If you’ve been considering taking steps towards a more compassionate life, now is a perfect time. We enjoy soft, melty cheese on our pizzas, juicy burgers, decadent desserts and multi-course Michelin-starred restaurants – all without compromising on ethics. Need another little nudge to get you moving in the right direction? We're here to help.

For Your Health


Many reports about veganism and plant-based diets have been documented in the last few decades. Vegans have lower risks of obesity, cardiovascular disease, hypertension, type-2 diabetes than meat-eaters. Vegans’ blood cholesterol levels are typically 35% lower than those of omnivores. Whole, plant-based foods help achieve optimal health compared to animal products, which are the only sources of dietary cholesterol, plant-based diets are naturally heart-healthy.

What about protein

By forgoing animal protein, you won’t need to worry about calcium loss attributable to high-protein diets. Weight conscious people will be glad to learn that vegetarians have a lower body-mass index (BMI) than omnivores, and a common experience reported among people transitioning to a plant-based diet or veganism is that they very fast, and very easily, shed a few pounds, have more energy and stamina, and feel better having made the leap from meaty to meat-free. Best of all, vegans, on average, live 6 to 10 years longer than meat-eaters!

For the Environment


The Amazon Rainforest is often called the “Lungs of the Planet”. Animal agriculture is responsible for up to 91% of Amazon destruction since 1970, as reported by The World Bank. A 2018 Oxford University study found that the meat and dairy industry are responsible for 60% of global greenhouse gas emissions and even if people did nothing else but removed animal products from their diets, they'd reduce their carbon footprint by a whopping 73%! We’re in the midst of a terrible ecological devastation. Carbon offsetting is imperative among today’s eco-friendly state, and by going vegan, you’re making a difference! By merely eliminating meat and dairy from your diet, you’re already doing more for the environment than if you were to exchange your gas-guzzling car for an electric one.

When the United Nations released its 2007 environmental report, many were shocked to learn that industrialized animal agriculture is responsible for more greenhouse-gas pollution than all of the world’s automobile emissions combined. Raising animals for food takes up 45% of the Earth’s total land. 1-2 acres of rainforest are cleared every second, causing habitat loss and species extinction. Livestock production also accounts for over 8% of global water use and is the number one cause of water pollution worldwide. When you consider that 64% of the world is expected to feel the stress of water shortages by 2025, going vegan just makes sense.

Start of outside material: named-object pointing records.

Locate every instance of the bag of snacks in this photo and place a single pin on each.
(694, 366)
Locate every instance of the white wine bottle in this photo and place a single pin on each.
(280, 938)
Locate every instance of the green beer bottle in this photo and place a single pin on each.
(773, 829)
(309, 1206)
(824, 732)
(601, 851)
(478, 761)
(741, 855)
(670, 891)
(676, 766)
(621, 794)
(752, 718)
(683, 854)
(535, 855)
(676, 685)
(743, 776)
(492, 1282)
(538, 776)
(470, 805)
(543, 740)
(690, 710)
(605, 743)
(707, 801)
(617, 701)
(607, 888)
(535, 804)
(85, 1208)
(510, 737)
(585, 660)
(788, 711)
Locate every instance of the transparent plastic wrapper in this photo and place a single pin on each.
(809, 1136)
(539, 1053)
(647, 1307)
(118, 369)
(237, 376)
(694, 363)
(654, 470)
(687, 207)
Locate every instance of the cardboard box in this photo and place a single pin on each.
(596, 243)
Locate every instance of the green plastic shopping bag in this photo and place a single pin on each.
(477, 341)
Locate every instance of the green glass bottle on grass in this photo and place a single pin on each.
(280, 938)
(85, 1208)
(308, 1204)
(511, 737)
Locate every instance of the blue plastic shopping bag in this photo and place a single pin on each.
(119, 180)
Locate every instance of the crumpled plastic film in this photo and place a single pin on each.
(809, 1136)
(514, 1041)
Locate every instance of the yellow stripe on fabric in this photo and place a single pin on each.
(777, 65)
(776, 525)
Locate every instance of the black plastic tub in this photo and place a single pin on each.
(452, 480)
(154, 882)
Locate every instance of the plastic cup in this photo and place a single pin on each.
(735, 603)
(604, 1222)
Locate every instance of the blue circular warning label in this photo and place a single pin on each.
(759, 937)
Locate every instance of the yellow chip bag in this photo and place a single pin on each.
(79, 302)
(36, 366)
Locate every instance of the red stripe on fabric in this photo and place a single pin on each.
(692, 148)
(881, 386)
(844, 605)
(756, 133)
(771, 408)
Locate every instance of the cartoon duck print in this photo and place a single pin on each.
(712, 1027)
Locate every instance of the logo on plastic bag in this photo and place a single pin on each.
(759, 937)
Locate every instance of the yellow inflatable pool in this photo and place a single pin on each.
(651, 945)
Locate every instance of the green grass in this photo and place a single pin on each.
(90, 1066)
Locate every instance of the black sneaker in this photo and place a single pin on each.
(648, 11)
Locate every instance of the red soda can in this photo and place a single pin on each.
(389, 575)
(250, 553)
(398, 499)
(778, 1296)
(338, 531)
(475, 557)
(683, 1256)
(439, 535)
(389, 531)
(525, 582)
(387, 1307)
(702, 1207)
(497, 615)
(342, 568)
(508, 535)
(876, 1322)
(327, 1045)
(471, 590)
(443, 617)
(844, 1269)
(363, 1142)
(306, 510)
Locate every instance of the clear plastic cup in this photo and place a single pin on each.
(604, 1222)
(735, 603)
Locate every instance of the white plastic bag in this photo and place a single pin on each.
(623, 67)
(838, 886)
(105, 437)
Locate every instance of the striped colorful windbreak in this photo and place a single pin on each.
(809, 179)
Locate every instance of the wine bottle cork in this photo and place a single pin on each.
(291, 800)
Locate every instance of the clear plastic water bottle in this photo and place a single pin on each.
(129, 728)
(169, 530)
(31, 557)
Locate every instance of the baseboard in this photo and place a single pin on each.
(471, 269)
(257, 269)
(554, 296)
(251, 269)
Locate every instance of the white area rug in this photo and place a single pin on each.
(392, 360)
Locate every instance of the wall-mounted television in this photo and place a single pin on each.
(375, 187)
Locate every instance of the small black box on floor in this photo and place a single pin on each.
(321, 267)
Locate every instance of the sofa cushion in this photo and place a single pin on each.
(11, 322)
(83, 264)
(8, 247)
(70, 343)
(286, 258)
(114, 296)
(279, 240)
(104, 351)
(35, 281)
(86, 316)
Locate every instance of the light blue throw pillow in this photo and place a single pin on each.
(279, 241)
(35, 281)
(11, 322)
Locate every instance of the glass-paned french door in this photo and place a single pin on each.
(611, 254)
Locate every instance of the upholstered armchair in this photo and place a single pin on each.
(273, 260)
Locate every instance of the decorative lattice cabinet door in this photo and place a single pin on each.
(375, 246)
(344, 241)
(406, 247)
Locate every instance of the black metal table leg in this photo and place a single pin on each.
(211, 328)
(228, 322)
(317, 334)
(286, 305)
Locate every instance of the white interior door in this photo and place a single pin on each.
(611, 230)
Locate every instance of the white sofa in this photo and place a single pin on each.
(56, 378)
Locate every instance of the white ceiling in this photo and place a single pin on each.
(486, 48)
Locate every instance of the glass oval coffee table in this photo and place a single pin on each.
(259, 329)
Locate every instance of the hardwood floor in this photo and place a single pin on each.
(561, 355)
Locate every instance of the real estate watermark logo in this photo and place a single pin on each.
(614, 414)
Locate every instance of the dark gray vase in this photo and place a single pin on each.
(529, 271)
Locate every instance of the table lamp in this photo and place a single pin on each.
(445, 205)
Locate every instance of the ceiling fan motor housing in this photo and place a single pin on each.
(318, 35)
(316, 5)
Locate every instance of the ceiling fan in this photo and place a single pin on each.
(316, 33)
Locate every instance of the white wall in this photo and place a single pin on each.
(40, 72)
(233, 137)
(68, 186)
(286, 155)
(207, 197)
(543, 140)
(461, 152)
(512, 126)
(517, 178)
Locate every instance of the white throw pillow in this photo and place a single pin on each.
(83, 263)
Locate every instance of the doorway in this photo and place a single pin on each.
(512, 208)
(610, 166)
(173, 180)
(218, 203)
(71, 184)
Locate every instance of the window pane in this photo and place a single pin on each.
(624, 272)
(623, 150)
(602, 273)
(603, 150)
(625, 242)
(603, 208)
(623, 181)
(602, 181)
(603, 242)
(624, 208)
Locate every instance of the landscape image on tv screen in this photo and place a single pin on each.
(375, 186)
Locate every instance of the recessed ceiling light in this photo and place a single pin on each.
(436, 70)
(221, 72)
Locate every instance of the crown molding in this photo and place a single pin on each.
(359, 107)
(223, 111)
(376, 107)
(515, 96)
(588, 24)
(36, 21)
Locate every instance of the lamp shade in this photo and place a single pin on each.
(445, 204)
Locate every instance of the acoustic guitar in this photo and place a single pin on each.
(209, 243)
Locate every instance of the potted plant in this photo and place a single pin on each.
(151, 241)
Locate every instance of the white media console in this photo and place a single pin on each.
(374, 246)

As countries around the world continue to industrialize and develop, the demand for meat increases. Sadly, 70% of what was once the Amazon rainforest is now used for grazing animals, and with each tree that disappears, the earth’s ability to absorb carbon dioxide from the air diminishes, placing a higher environmental toll on our already-burdened planet. A study by Beyond Meat and the University of Michigan showed that the average American--who eats about 3 burgers per week--could save the amount of greenhouse gas emissions produced by 12 million cars just by simply swapping a meal a week to a plant-based one.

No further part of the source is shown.